Link to code: https://gist.github.com/JimHokanson/55ce2e5cac75d7df6dc24dadf383e68f

I'm testing on a Early 2016 Macbook with a m3 processor ...

Jimbo
  • 2,886
  • 2
  • 29
  • 45
  • So, it turns out most of my issue was with the use of calloc! I'm not sure of the source but I'm pretty sure I've seen somewhere that the operating system can do some pretty fancy things with calloc. If I run through the loop and assign all values to 0 the difference in timing goes back to 0.35s for the standard approach and 0.05 seconds for the SIMD approach. I think this is representative of the real world use case where my array has been initialized (completely, i.e. every value explicitly set). – Jimbo Nov 11 '17 at 03:28
  • **Update:** This also occurs for malloc. So is this something with the operating system or some strange caching effect with the processor? – Jimbo Nov 11 '17 at 03:28
  • 1
    Without seeing how you're testing all I can do is guess, but it sounds like you were testing your allocation code as well as whatever operation you were trying to speed up. It's also possible that even if you weren't, the memory you allocated had not been touched so accessing it caused a page fault as it was swapped in or mapped. It would be best to include your actual testing code for a real answer. – Retired Ninja Nov 11 '17 at 03:32
  • I posted a gist online. I increased the memory allocation even higher (1e9 samples) and the same trend holds. – Jimbo Nov 11 '17 at 04:03
  • 2
    If malloc or calloc and only read it, all the pages can be copy-on-write mapped to the same physical zero page, so you get L1D cache hits. Your question is not very clear about your access patterns. Or about what hardware you're testing on. – Peter Cordes Nov 11 '17 at 04:03

1 Answers1

0

So it appears that the issue is likely just a failure to actually initialize the memory as expected. I had thought it might be something specific to SIMD testing, not just C in general.
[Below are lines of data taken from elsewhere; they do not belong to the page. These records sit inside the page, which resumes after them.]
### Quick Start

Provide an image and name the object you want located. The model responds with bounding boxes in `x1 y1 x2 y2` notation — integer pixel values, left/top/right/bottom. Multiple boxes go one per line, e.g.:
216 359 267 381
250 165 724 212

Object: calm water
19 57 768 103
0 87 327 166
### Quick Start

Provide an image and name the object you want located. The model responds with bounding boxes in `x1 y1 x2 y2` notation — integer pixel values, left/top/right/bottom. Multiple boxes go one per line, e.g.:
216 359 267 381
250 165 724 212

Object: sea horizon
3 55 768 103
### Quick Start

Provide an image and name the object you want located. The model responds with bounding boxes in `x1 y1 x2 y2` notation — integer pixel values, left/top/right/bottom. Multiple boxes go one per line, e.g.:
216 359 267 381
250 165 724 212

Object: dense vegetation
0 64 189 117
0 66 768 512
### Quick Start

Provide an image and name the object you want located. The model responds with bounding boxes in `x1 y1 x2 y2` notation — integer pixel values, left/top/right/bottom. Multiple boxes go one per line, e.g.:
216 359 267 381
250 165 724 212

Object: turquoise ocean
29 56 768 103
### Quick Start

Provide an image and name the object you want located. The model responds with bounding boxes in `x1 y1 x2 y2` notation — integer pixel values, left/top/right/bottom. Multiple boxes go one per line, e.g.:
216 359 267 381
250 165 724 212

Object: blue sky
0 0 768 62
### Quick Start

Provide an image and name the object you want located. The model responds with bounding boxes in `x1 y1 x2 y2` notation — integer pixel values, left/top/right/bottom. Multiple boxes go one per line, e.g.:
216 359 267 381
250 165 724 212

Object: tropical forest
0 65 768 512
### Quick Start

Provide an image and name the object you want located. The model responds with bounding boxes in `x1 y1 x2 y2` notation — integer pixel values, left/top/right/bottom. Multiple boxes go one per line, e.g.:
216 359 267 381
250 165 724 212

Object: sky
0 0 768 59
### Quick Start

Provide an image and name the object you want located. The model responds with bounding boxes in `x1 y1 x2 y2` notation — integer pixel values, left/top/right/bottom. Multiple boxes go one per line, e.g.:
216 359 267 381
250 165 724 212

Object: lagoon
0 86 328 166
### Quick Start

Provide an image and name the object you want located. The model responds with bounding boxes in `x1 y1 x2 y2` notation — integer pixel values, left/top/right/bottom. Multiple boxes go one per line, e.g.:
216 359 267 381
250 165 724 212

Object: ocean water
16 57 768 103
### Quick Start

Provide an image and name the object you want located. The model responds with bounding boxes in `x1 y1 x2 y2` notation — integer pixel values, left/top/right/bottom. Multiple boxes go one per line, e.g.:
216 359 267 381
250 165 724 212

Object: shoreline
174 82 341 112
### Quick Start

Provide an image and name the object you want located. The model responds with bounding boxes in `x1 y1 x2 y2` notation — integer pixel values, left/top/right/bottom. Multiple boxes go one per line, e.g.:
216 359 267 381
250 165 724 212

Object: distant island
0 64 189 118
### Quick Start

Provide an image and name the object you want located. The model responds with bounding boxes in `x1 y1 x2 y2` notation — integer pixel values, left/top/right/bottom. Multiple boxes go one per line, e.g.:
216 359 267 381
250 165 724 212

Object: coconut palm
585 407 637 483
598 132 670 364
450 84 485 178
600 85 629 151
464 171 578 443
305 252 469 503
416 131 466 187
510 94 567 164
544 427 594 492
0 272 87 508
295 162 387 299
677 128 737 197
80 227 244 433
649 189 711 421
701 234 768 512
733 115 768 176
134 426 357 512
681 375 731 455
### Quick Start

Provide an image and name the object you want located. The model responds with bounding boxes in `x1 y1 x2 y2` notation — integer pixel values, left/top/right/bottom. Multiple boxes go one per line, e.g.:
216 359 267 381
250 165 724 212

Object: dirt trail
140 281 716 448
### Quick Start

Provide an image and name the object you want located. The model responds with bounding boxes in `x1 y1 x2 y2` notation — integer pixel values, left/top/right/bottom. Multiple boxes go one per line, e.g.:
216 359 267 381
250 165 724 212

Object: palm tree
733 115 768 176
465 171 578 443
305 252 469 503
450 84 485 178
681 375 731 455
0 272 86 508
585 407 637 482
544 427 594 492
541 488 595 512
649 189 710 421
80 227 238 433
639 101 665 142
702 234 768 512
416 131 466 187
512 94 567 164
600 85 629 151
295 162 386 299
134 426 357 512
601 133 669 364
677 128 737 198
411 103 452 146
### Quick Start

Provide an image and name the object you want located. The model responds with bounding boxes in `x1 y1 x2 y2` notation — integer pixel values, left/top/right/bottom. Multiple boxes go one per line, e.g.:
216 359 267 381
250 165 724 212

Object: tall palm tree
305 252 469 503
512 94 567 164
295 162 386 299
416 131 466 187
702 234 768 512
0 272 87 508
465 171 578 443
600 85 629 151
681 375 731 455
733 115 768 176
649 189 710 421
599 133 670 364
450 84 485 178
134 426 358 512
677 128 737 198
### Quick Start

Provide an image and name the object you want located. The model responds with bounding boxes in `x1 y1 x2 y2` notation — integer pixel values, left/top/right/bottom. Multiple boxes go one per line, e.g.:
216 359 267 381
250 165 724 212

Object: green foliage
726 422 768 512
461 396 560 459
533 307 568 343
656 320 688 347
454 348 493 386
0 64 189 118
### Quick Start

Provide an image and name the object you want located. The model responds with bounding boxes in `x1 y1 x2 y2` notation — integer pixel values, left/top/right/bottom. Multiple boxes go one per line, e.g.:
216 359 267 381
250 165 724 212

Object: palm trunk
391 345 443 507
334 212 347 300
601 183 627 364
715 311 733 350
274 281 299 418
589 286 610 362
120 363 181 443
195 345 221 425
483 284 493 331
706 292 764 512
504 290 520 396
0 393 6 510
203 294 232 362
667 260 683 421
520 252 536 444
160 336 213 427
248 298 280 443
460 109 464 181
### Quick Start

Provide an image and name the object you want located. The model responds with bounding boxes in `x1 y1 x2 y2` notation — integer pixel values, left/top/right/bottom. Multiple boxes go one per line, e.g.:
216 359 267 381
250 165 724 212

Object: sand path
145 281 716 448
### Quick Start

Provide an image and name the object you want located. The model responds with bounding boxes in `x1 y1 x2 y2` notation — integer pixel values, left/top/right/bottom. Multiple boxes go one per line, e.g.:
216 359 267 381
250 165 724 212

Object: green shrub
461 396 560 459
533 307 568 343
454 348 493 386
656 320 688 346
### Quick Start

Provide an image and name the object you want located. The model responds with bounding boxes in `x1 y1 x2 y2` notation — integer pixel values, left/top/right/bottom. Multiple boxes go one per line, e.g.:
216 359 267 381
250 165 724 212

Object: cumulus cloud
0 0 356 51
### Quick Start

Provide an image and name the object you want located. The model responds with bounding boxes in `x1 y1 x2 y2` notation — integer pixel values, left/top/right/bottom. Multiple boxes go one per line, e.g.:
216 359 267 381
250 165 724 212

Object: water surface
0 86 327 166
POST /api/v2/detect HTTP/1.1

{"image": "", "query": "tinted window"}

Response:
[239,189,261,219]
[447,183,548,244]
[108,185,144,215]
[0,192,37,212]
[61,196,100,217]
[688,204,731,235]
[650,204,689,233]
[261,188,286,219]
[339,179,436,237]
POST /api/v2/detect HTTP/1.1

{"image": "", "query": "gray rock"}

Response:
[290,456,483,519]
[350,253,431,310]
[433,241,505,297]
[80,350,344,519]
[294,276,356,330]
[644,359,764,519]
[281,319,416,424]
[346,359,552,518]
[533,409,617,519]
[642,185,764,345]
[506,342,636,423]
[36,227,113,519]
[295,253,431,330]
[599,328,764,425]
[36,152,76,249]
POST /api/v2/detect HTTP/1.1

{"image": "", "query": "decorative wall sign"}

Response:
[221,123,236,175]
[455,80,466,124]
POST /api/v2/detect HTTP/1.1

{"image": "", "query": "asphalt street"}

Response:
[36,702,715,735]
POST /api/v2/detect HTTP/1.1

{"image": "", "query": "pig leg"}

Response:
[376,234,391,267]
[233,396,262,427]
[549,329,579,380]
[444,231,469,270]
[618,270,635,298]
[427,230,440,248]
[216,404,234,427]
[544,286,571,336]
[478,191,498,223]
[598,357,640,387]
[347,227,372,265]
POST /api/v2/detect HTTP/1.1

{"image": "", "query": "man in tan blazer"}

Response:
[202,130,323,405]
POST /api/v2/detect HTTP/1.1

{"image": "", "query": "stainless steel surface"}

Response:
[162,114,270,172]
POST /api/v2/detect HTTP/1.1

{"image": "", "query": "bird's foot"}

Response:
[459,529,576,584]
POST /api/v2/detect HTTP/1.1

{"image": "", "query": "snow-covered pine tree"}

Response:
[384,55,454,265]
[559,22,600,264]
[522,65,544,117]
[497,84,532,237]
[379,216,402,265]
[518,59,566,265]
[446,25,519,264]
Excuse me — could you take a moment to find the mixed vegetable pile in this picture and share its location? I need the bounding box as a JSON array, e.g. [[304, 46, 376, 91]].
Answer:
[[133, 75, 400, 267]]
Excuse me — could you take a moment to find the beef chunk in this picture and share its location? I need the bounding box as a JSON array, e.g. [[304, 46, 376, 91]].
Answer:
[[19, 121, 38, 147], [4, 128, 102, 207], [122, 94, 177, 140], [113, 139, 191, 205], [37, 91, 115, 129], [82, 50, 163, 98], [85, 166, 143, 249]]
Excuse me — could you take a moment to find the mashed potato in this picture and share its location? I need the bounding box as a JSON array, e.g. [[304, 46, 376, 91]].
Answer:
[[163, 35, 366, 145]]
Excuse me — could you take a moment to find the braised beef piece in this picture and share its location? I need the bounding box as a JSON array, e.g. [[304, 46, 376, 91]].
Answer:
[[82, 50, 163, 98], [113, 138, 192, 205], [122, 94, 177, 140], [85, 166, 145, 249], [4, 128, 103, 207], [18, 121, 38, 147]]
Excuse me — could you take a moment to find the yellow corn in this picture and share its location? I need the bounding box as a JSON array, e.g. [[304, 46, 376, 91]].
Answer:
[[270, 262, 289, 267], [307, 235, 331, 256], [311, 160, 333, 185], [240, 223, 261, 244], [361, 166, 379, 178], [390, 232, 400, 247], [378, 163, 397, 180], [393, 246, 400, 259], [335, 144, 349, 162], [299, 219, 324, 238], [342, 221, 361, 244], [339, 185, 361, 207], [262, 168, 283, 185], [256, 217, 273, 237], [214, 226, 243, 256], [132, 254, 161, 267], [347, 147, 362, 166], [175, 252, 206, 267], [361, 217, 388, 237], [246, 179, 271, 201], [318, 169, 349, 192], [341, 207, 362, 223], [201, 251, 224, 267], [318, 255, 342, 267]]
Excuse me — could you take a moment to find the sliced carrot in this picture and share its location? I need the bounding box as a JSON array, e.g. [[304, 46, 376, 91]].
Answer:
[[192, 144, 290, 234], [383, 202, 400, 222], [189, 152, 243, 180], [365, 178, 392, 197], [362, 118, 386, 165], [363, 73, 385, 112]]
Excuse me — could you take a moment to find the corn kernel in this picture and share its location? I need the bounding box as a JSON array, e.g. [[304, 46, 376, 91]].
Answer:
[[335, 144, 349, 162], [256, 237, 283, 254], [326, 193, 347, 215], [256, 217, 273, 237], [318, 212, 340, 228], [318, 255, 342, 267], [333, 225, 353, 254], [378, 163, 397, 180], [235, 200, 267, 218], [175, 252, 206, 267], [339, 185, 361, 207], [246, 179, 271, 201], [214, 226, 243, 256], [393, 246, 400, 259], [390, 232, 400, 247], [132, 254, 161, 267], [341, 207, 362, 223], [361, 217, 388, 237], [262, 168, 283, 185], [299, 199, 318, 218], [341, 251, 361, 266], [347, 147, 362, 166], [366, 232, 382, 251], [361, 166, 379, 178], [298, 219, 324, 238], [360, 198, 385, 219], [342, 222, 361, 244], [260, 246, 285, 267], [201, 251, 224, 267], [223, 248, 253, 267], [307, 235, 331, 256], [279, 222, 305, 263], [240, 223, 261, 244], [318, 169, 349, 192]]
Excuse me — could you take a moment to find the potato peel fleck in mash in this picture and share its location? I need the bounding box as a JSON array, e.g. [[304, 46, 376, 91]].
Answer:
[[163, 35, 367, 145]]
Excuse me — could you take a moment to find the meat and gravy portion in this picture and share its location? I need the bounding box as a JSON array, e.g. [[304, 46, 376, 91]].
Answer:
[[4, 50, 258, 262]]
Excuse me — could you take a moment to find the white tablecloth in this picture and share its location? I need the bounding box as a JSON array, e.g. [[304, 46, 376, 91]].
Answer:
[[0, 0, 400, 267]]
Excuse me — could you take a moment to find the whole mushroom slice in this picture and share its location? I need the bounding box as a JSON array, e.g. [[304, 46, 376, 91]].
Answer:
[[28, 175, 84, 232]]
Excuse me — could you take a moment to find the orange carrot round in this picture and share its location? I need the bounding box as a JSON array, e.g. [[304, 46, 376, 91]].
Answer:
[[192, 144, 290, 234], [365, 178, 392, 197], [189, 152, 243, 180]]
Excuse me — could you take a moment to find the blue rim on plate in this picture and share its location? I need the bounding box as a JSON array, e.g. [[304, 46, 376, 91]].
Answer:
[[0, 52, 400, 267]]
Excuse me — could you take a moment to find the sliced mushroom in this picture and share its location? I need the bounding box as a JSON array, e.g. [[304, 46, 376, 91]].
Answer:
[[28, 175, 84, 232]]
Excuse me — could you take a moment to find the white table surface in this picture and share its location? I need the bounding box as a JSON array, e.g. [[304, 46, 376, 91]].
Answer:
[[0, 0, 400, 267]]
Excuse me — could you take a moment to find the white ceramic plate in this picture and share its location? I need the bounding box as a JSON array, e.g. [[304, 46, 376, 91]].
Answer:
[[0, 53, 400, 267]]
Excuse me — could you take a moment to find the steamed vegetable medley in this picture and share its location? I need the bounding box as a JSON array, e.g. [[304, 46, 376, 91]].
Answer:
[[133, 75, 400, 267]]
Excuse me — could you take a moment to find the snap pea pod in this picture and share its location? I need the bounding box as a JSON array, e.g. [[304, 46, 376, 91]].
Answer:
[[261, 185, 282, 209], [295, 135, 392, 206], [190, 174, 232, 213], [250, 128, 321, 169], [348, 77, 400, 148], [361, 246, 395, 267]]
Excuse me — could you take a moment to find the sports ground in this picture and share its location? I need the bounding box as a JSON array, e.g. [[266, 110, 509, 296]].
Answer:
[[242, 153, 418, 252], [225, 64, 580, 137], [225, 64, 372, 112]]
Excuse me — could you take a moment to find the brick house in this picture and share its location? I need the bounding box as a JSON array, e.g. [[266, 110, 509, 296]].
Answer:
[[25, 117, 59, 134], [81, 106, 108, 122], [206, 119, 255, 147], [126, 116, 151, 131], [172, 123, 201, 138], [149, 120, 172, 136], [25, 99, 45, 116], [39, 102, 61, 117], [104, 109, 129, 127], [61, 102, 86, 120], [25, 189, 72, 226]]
So the proper approach for proper memory initialization is something like the following:

data = malloc(1e8);
//- Do a loop to initialize data (previously memset to 0 but it was suggested that this may be optimized away)
//- Do SIMD comparison vs standard approach - loop and average results

Optimization Settings: In addition, remember to enable optimizations when trying to compete against std lib assembly code! See: why is strchr twice as fast as my simd code The basic gist is that I was comparing SIMD to standard library code with very nicely optimized assembly. Without optimization the SIMD code was too slow but after optimization the results were more reasonable.

Over Optimization: Sometimes the compiler optimizes away code in one case and not in the other. For example I had the following code:

for (size_t n2 = 0; n2 < n_loops_inner; n2++){
   str2 = memchr(str,'b',N);
   char_index2 = str2 - str;
}

However this code executed way too quickly. I added the following line prior to the search inside the loop.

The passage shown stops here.